Interview: Masha Komarova
Photo: Sasha Mademoiselle
FINDINGS AND DISCOVERIES
Controversial film critic Zinaida Pronchenko, who every day writes a post about how she doesn’t like Moscow restaurants and performances, admits that deep inside she loves the city and makes an imaginary stroll from Chistye Prudy to Gorynich restaurant through Mayakovskaya. Along the way, she describes everything that comes into her head: from insights about the soul of the capital to remarks about mortgage loans and countless references to cinema and literature.
Actually, I like it in Moscow. Of course, I criticize it from day to day and at night too, and I have been doing it for 15 years now, but there is no city in Russia better than Moscow. Forgive me, my fellow soldiers from Saint Petersburg. I moved to the capital in 2005 - to study to become a director. At least a director of my own life. I won’t say my life could win a Golden Palm, but Moscow would. It hasn’t become better. It’s a lie. It just flows and changes every day, opposed to other world’s capitals. I like Paris and Rome, but Paris is a dead metropolis, and Rome is living a postmortem life.
In Moscow, I lived almost everywhere within the third transport ring and once even on Profsoyuznaya. For the last few years, my place of residence is Chistye Prudy. It’s quite a dicey neighborhood, and the lakes themselves are dirty puddles. Windows of my rented apartment overlook the boulevard. Every morning I say hello to the faded Sovremennik Theatre, every evening I say goodbye to unfortunately still existing office of the Federal Migration Service, which has finally replaced the Rolan Bykov’s Fund and Cinema. In the afternoon I usually drink my first cappuccino at the Black Milk - one of the best and, importantly, democratic coffeeshops. I drink, smoke and watch the snow covering the city that is not native to the procurator. And I, again, almost like everything.

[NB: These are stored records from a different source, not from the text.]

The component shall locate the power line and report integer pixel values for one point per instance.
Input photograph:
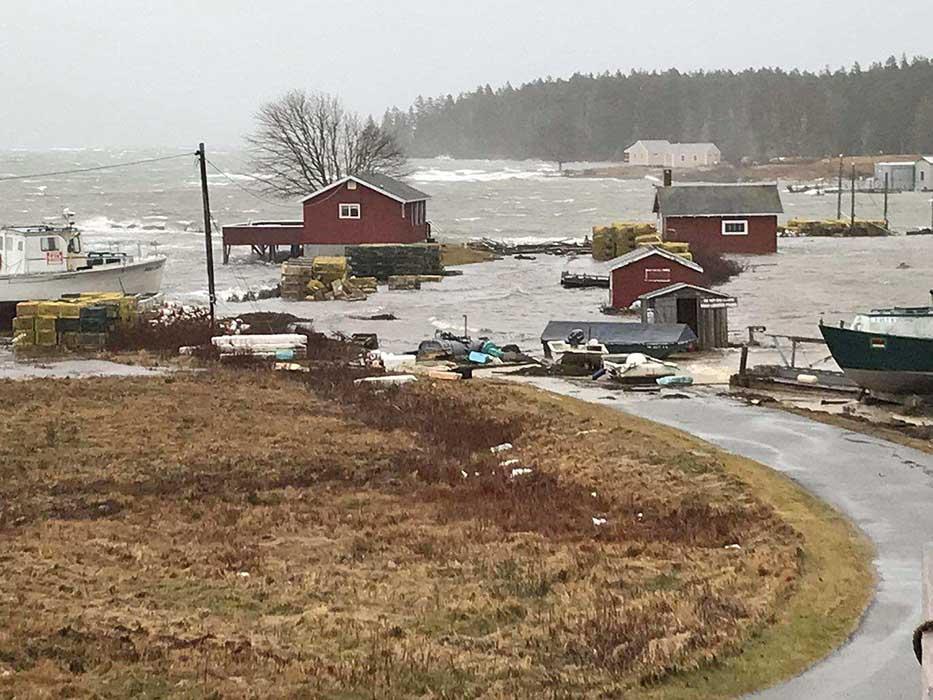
(246, 189)
(95, 168)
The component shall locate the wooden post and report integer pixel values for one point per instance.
(852, 218)
(839, 192)
(208, 245)
(925, 635)
(886, 200)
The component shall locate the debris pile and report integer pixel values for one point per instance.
(503, 248)
(322, 278)
(835, 228)
(446, 346)
(280, 346)
(619, 238)
(385, 261)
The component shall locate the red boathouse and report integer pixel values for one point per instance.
(353, 210)
(647, 269)
(720, 218)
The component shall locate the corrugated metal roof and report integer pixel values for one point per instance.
(683, 285)
(614, 333)
(399, 189)
(388, 186)
(717, 200)
(639, 253)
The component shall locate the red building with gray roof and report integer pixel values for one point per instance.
(720, 218)
(354, 210)
(647, 269)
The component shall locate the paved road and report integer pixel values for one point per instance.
(886, 489)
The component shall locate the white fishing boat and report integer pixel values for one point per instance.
(639, 369)
(46, 262)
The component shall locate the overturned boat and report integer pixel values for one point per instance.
(640, 369)
(886, 351)
(658, 340)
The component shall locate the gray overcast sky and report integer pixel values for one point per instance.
(173, 72)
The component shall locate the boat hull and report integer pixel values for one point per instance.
(138, 277)
(882, 363)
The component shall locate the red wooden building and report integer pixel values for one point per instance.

In Moscow, everything is big and wide. Moscow is spacious, there is enough tile pavement for everyone. And for the newcomers, like me, and for the native nobles, like the Dziazdko family. I consider Triumphalnaya Square to be the entrance to Moscow. There, from the back of the monument to Mayakovsky frozen in his wide trousers, is an impressive panorama of the funnel, which has sucked so many Russian hearts, then mixed and crushed them to the point of physical annihilation. In New York, the yellow river runs on the main streets, in Moscow, it has all the colors of the rainbow, although the rainbow flag, for some reason, is still prohibited. Somewhere at one level with the disobedient head of Vladimir Vladimirovich (the poet, not the president), the spires of the Soviet ziggurats, lined up in the Garden Ring, flicker. The Peking Hotel, the high-rise building on Barricadnaya that sheltered Alentova in Menshov's blockbuster, the Foreign Ministry and further around the circle up to the Krasnye Gate. Into this cargo - universe the boorish urbanism of the Luzhkov period sometimes interposes. Music by E. Baturina, wrong words. In general, the initiation into the Moscow way of life, surrealism, paradise, hell, should happen near the person who chanted the praises of Moscow more convincingly than others, and not the monument.
Also, in Moscow I like to walk from the Pokrovsky Gate to the Nikitsky Gate. It is impossible to wander in Moscow because of its fragility and innate misanthropy. Moscow is not for people, but for opinions: if you can't win in Russia, go to Moscow and lead the post-meta space that stretches from Kaliningrad to Vladivostok and is stuck between Andropov and Chernenko. But this route is full of humanism: the small business offers coziness and comfort, everything that is not gentrified is erased from the seven hills, the remnants are sweet; on the way, you can see numerous flower beds - the pride of Sobyanin, and the endless sculpture - our despair, and the Gorynich restaurant - the mecca of the middle class, and monasteries, and the FSB, and markets, and Orthodoxy, and autocracy, and mongrelism.
I did not want to buy real estate, to get my own corner in Moscow for a long time. Prices in Moscow are high, the “corners” are cramped and unattractive. It’s a pleasure to return to Moscow, but it's even more fun to leave it. This is what I'd been doing for decades, turning my rented apartment into a shipping point, a stockroom of unnecessary things and lost illusions. But during the 2020 quarantine, I had to change my priorities. The world has collapsed, but Moscow is standing. Therefore, last fall I deliberately sold myself into slavery, into mortgage bondage, and now I can legally call myself a Muscovite. Although it's still a bit nerve-wracking. It hurts too much. It is too scary to live in Moscow today, to love it with all my heart and at the same time to understand that plans for our shared future and the future, in general, are most likely self-deception and utopia.